State Reps. Russell Webber and Jim DuPlessis, Comer campaign supporters who attended the Hardin County Rotary Club meeting, say they believe Republicans can unite behind Bevin if his victory is confirmed Thursday.
And even if Comer decides to request a recount after this week’s recanvass, Webber and DuPlessis say they don’t believe that will give Conway much of an edge heading into the Nov. 3 election.
“As long as this primary process drags on for the Republican Party, an uncertainty would remain over a nominee,” said Webber, R-Shepherdsville. “That certainly gives the attorney general a bit of an advantage heading into the general election, but I think we have folks on all sides of the Republican primary candidates ready to come together, so I think you’ll see the state Republican Party consolidating quickly behind the nominee and moving forward.”
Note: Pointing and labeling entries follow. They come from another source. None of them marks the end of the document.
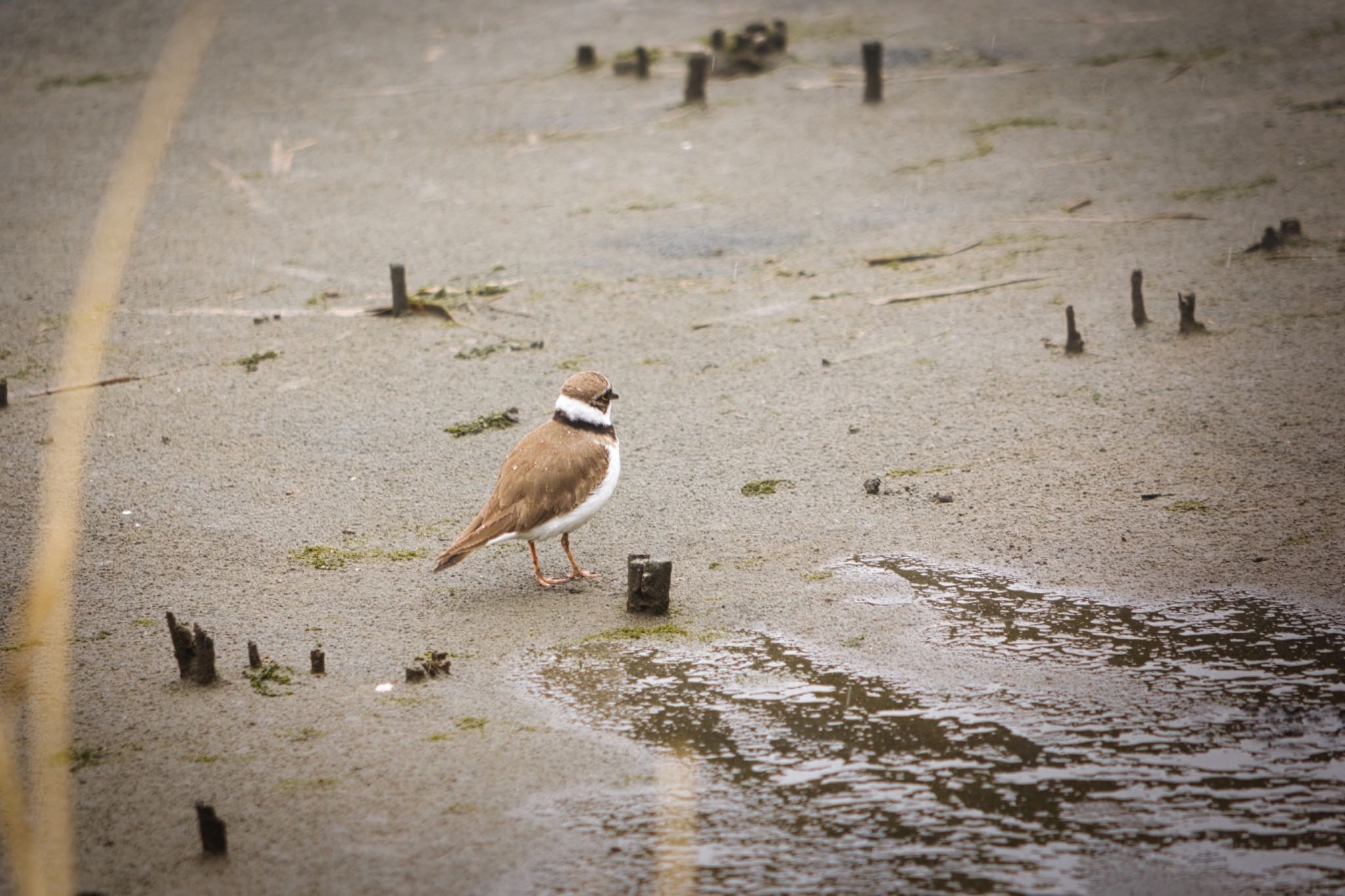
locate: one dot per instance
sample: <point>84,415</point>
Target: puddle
<point>813,777</point>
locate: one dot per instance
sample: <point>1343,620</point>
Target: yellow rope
<point>42,855</point>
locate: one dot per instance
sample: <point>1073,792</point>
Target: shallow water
<point>810,775</point>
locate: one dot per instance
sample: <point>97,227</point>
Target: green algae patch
<point>498,421</point>
<point>250,363</point>
<point>635,633</point>
<point>82,757</point>
<point>322,557</point>
<point>271,673</point>
<point>761,488</point>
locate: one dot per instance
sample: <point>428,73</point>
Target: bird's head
<point>586,396</point>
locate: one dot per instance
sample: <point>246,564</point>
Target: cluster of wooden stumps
<point>1187,323</point>
<point>1273,240</point>
<point>755,49</point>
<point>195,653</point>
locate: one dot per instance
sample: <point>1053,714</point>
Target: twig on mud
<point>110,381</point>
<point>920,257</point>
<point>1113,219</point>
<point>954,291</point>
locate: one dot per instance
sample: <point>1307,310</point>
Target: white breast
<point>580,515</point>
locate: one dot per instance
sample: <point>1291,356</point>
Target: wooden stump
<point>873,72</point>
<point>399,273</point>
<point>214,836</point>
<point>1137,297</point>
<point>195,652</point>
<point>697,66</point>
<point>1074,341</point>
<point>1187,305</point>
<point>648,585</point>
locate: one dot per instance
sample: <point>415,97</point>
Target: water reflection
<point>814,777</point>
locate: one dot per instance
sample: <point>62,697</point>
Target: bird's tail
<point>452,557</point>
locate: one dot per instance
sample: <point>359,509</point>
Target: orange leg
<point>579,572</point>
<point>537,570</point>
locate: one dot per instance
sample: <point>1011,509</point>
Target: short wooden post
<point>1137,297</point>
<point>195,652</point>
<point>873,72</point>
<point>1074,341</point>
<point>1187,305</point>
<point>697,66</point>
<point>214,836</point>
<point>399,273</point>
<point>648,585</point>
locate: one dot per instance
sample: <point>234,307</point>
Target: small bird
<point>553,481</point>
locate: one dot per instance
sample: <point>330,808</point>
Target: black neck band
<point>603,429</point>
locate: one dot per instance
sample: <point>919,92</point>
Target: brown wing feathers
<point>548,473</point>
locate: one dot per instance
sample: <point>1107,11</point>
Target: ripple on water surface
<point>808,775</point>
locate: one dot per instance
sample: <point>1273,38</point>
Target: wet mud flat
<point>802,774</point>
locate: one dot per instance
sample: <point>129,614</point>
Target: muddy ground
<point>712,263</point>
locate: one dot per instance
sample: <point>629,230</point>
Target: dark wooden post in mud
<point>1137,297</point>
<point>697,66</point>
<point>1074,341</point>
<point>195,652</point>
<point>648,585</point>
<point>214,836</point>
<point>1270,241</point>
<point>873,72</point>
<point>399,273</point>
<point>1187,305</point>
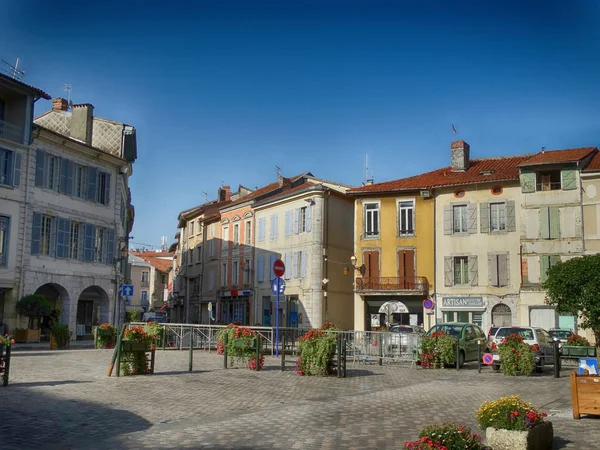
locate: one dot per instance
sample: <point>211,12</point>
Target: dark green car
<point>468,334</point>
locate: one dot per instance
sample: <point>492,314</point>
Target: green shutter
<point>569,179</point>
<point>527,182</point>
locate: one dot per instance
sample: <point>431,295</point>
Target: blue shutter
<point>17,175</point>
<point>92,183</point>
<point>110,245</point>
<point>303,262</point>
<point>69,177</point>
<point>40,168</point>
<point>107,189</point>
<point>36,234</point>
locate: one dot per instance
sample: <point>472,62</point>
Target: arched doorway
<point>501,315</point>
<point>58,297</point>
<point>92,309</point>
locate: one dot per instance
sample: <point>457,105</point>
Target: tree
<point>573,287</point>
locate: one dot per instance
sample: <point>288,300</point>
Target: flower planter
<point>578,351</point>
<point>585,394</point>
<point>537,438</point>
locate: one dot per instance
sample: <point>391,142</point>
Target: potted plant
<point>577,346</point>
<point>34,307</point>
<point>60,335</point>
<point>512,424</point>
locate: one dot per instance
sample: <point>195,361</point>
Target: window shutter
<point>448,275</point>
<point>511,222</point>
<point>544,223</point>
<point>36,233</point>
<point>527,182</point>
<point>303,262</point>
<point>569,179</point>
<point>92,183</point>
<point>493,269</point>
<point>107,189</point>
<point>40,169</point>
<point>473,275</point>
<point>554,222</point>
<point>472,218</point>
<point>288,223</point>
<point>484,217</point>
<point>448,221</point>
<point>17,175</point>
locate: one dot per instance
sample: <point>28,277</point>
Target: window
<point>461,270</point>
<point>548,181</point>
<point>372,219</point>
<point>74,235</point>
<point>248,232</point>
<point>406,219</point>
<point>99,247</point>
<point>459,216</point>
<point>4,223</point>
<point>224,274</point>
<point>46,235</point>
<point>498,216</point>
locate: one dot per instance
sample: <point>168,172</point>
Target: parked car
<point>542,345</point>
<point>468,334</point>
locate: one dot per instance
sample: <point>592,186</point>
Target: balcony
<point>417,285</point>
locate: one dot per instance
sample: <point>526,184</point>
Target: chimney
<point>459,155</point>
<point>82,122</point>
<point>59,104</point>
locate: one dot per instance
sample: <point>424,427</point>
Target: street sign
<point>278,268</point>
<point>127,290</point>
<point>278,286</point>
<point>488,358</point>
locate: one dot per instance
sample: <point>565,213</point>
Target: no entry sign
<point>278,268</point>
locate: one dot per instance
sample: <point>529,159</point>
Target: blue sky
<point>224,91</point>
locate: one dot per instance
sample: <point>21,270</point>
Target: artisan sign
<point>462,302</point>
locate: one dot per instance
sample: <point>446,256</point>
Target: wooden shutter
<point>40,169</point>
<point>527,182</point>
<point>448,225</point>
<point>472,218</point>
<point>448,272</point>
<point>473,274</point>
<point>544,223</point>
<point>36,233</point>
<point>511,222</point>
<point>569,179</point>
<point>484,217</point>
<point>554,220</point>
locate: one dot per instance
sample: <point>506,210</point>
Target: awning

DuPlessis, who said he would not fault Comer for requesting a recount given the amount of money and effort invested in the agriculture commissioner’s campaign, saw one positive to challenging the primary results in court: media exposure.
“It keeps the Republican guys in the news; it keeps their names out there,” said DuPlessis, R-Elizabethtown. “Mr. Conway is sitting back and he’s maybe enjoying the squabble, but you know the old adage, sometimes bad news in the public’s eye because it keeps you out.”
Despite the Bevin campaign’s explanation of a scheduling conflict, the Democratic Governors Association took Bevin’s absence Tuesday as evidence of a disjointed GOP.
“Today’s bizarre turn of events shows that Matt Bevin will struggle to unite the Republican Party in Kentucky,” DGA spokesman Jared Leopold said in a statement. “It’s becoming clear to Kentucky voters that these claims of party unity are yet another work of fiction by Matt Bevin.”